DUBAI: An audio clip of the first sounds captured on Mars by its latest inhabitant, the InSight probe, was released last week, British broadcaster BBC reported.

The clip, 20 seconds long, has captured the sound of the wind on the desert planet.

InSight carries a British-made seismometer package, which was able to detect the vibrations from Martian air rushing over the solar panels.

Professor Tom Pike, leading the seismometer experiment from Imperial College London, likened the placement of the solar panels to the robot “cupping its ears”. “[They are] the perfect acoustic receivers.” he said.

The wind on Mars moves from the northeast to the southeast at about five to seven meters per second, according to the latest estimates.

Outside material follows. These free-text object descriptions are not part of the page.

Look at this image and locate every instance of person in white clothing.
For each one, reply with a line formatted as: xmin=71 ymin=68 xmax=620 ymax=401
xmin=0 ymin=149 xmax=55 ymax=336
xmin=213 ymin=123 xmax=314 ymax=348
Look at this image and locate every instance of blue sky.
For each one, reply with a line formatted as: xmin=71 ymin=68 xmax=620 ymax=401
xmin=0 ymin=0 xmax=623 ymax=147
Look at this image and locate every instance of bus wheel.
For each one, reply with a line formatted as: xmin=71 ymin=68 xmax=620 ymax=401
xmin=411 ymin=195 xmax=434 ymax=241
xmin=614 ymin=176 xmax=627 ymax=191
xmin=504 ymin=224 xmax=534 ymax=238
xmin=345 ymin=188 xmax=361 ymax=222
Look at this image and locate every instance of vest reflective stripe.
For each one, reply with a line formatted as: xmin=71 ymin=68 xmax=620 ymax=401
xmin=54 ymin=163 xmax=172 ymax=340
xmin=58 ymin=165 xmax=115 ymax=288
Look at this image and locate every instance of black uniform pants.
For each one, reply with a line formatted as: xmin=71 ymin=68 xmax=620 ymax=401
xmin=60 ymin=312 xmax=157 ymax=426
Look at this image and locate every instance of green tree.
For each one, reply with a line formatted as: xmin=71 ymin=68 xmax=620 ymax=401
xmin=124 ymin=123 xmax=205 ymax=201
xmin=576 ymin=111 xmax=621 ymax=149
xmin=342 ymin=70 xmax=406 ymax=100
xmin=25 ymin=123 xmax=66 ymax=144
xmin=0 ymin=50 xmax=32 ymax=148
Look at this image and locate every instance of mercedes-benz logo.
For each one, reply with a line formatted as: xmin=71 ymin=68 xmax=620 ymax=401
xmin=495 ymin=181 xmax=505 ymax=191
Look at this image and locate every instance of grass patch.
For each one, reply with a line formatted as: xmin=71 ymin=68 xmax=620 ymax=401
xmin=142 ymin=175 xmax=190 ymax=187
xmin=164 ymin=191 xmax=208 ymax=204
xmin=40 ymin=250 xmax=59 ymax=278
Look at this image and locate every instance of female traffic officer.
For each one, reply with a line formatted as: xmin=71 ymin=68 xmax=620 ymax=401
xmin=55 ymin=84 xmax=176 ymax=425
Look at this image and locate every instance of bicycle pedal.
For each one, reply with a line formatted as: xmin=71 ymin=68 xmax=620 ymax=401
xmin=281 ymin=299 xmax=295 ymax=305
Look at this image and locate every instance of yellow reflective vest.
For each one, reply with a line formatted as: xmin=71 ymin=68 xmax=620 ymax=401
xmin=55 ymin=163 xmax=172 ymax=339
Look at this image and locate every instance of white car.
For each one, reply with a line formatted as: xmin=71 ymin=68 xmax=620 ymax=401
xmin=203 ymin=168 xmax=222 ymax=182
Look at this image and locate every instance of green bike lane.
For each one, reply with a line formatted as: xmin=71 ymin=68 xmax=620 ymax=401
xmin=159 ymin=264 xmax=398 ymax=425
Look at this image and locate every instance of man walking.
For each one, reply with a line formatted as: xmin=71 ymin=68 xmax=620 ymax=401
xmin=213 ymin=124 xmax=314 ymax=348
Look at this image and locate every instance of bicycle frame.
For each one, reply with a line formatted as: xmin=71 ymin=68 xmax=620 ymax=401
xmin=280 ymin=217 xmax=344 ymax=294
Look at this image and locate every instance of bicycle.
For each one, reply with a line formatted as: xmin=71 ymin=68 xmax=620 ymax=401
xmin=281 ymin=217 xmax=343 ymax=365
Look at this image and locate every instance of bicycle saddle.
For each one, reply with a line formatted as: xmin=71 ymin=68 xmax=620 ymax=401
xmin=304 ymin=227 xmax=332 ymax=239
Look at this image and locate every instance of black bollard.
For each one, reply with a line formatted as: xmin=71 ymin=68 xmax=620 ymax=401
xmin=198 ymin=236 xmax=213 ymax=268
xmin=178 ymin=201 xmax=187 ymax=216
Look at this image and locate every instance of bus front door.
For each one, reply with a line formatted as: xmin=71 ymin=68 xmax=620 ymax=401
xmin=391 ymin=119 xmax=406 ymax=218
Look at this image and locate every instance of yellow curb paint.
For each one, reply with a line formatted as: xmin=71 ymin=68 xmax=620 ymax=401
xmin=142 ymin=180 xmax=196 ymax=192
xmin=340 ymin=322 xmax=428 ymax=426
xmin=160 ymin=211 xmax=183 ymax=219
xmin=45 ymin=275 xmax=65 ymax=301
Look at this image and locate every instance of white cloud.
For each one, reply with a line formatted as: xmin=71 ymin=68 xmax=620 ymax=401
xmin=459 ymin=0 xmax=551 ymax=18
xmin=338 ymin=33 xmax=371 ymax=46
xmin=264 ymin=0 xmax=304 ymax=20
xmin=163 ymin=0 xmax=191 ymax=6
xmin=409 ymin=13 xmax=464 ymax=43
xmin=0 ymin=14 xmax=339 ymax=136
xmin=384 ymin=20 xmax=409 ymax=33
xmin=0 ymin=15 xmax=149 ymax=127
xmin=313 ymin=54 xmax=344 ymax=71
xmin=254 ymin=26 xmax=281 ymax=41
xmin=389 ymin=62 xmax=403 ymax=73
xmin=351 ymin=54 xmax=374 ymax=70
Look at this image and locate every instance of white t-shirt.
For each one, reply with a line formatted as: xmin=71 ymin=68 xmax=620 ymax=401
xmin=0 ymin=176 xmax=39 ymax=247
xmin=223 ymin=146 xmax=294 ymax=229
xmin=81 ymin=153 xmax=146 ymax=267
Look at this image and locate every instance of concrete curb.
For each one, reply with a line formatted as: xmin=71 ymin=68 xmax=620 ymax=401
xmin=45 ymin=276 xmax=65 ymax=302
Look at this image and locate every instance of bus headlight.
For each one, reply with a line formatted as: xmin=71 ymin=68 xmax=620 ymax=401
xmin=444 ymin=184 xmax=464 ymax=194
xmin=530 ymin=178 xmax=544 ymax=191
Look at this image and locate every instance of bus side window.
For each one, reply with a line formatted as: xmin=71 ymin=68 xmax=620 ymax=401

This falls in line with evidence shown by satellite pictures that display the tracks left by dust devils travelling in the same direction.

 “This is brilliant news because it means we know the sensors have survived the rigors of landing on Mars and are meeting the requirements to achieve their science goals,” Sue Horne, head of space exploration at the UK Space Agency, told the BBC.

“It is just amazing to hear the first ever sounds from Mars,” Horne added.

InSight landed on Mars on November 26th, following a six-month journey from Earth. Its overall aim is to study the world's interior from the mission site, a flat plain just north of Mars's equator.